New Species Living in Fukushima, Japan’s Nuclear Accident Zone

By Trista
New Species Living in Fukushima, Japan’s Nuclear Accident Zone

A startling discovery has been found almost ten years after a nuclear accident wiped out all signs of life near the Fukushima Daiichi. What had been considered by scientists to be a disaster is now starting to bud new plant life and breed more creatures, something experts thought were not possible.

A camera study that has been published in the Journal of Frontiers in Ecology and the Environment recorded the existence of more than 20 species that can be found in the vast amount of landscape. The discovery presents many answers to scientific questions about the resurgence of new life after an epic disaster. It is quite a remarkable turnaround from the devastation that was just a decade before. The Fukushima disaster is still affecting Japan to this day.

It’s only been nine years since it happened, but there are still casualties.

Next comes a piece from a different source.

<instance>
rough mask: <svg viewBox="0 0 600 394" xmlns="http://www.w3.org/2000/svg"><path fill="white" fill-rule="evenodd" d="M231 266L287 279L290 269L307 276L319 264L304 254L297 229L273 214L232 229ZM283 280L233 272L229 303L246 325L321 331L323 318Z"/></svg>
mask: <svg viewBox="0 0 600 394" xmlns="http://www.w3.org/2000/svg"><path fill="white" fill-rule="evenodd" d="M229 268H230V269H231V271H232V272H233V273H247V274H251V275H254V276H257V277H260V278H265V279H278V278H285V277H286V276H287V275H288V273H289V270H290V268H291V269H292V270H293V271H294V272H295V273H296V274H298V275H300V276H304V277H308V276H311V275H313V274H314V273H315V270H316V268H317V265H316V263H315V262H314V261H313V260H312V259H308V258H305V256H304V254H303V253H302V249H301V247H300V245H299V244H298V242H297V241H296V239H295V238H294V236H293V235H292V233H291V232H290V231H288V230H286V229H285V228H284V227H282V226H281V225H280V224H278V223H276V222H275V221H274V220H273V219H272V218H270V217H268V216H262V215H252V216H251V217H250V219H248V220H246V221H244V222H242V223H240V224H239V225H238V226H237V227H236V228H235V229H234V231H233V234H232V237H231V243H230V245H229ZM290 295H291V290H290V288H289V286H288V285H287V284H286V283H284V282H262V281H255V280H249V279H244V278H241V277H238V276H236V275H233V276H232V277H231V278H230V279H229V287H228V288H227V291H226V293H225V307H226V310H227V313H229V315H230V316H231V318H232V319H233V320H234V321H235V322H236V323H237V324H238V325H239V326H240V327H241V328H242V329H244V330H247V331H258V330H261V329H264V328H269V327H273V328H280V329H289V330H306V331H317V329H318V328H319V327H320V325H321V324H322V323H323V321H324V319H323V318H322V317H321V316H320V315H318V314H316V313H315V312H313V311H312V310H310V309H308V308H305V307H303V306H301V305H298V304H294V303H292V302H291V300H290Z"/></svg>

Shutterstock.

The Fukushima Disaster

The Fukushima Daiichi nuclear disaster occurred on March 11, 2011, and it has been considered one of the most severe nuclear disasters since the 1980s. It is one of only two disasters that have been given the Level 7 distinction on the International Nuclear Event Scale, which is the maximum severity a disaster could get. Approximately 15,000 people died during the natural disaster, with some reporting the death toll with as many as 19,000.

The accident was believed to have been started by a massive earthquake and tsunami. The 9.0 earthquake was undersea, and it has been known as the Great Sendai Earthquake. It was the most powerful quake ever to have been recorded in Japan and the fourth most powerful since modern records began in 1900.